Churches Torched in Niger as Anti-'Charlie Hebdo' Protests Spread Across the World

Churches Torched in Niger as Anti-'Charlie Hebdo' Protests Spread Across the World
Source: Getty Images
Source: Getty Images

At least two churches were torched in Niger's capital on Saturday as protests raged on against the publication of a cartoon depicting the Islamic Prophet Muhammad by French satirical weekly Charlie Hebdo.

Reuters reports, "a day after five people were killed in Niger in protests over the cartoons, protesters in Niamey attacked a police station and burned at least two police cars near the main mosque after authorities banned a meeting called by local Muslim leaders."

Charlie Hebdo published a new image of Muhammad on Wednesday, one week after masked gunmen stormed the satirical newspaper's offices in downtown Paris and murdered 12, including two police officers.

Reuters reports:

The death toll from Friday's clashes in Niger's second largest city of Zinder rose to five after emergency services discovered a burned body inside a Catholic Church.

Residents said churches were burned, Christian homes looted and the French cultural centre attacked. 

The Agence France-Presse reported that police fired tear gas to disperse 1,000 youths in front of the city's grand mosque, while protesters in several parts of the city were armed with iron bars and clubs. "France's embassy in Niamey warned French citizens to stay indoors after rioters also ransacked several French-linked businesses," the Local reported.

Protests against the satirical weekly's depiction of Muhammad broke out in countries around the world, including Yemen, Sudan, Pakistan, Jordan, Syria, Lebanon and the Gaza Strip.
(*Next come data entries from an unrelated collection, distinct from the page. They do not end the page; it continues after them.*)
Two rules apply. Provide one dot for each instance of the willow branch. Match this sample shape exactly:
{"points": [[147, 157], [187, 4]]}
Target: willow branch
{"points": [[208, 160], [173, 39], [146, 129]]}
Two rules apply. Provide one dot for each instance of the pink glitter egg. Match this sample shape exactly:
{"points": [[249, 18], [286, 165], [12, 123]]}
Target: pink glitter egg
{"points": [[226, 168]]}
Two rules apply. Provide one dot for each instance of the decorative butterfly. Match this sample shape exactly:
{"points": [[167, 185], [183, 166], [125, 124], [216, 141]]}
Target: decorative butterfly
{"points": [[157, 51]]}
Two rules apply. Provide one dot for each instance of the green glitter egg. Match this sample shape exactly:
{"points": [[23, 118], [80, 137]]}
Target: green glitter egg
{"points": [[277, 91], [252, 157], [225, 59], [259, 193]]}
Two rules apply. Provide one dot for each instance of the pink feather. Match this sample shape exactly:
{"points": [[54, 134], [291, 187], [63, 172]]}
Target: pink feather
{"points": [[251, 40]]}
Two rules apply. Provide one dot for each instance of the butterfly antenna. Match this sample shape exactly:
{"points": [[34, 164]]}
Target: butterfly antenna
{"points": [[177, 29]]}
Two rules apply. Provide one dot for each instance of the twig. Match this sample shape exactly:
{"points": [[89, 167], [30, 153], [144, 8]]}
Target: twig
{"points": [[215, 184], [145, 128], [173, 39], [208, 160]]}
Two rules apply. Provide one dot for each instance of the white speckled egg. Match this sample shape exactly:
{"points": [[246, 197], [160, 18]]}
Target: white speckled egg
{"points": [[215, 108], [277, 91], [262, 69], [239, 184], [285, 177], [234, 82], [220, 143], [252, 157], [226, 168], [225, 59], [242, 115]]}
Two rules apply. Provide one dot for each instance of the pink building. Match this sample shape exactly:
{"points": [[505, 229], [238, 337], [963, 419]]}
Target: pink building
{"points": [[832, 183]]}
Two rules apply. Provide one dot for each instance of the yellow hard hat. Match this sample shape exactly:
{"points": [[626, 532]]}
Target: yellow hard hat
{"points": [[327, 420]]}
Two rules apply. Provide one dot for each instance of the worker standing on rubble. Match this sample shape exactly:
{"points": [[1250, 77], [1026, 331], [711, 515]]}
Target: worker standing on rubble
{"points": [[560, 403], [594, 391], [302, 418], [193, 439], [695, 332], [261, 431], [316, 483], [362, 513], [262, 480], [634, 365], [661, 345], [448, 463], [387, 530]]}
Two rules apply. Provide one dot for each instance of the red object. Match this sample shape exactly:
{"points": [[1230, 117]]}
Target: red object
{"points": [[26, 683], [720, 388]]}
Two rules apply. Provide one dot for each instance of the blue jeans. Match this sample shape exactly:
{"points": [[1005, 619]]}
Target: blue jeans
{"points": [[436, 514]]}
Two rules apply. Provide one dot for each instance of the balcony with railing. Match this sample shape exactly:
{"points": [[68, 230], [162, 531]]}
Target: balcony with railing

In Somalia, students carried signs declaring "Je Suis Muslim, and I love my prophet."

French President Francois Hollande said on Saturday that anti-Charlie Hebdo protesters in other countries "do not understand France's attachment to freedom of speech."

"We've supported these countries in the fight against terrorism," Hollande said during a visit to the city of Tulle. "I still want to express my solidarity, but at the same time France has principles and values — in particular, freedom of expression."

Editor's Note: Feb. 12, 2015

An earlier version of this article cited and linked to Reuters, but did not include quotations around the phrases "a day after five people were killed in Niger in protests over the cartoons, protesters in Niamey attacked a police station and burned at least two police cars near the main mosque after authorities banned a meeting called by local Muslim leaders" or "the death toll from Friday's clashes in Niger's second largest city of Zinder rose to five after emergency services discovered a burned body inside a Catholic Church. Residents said churches were burned, Christian homes looted and the French cultural centre attacked." The story has been updated to fully attribute Reuters' language.

Editor's Note: Feb. 25, 2015: 

An earlier version of this article failed to cite a passage from the Local in accordance with Mic editorial standards. The article has been updated to properly attribute the language to the Local.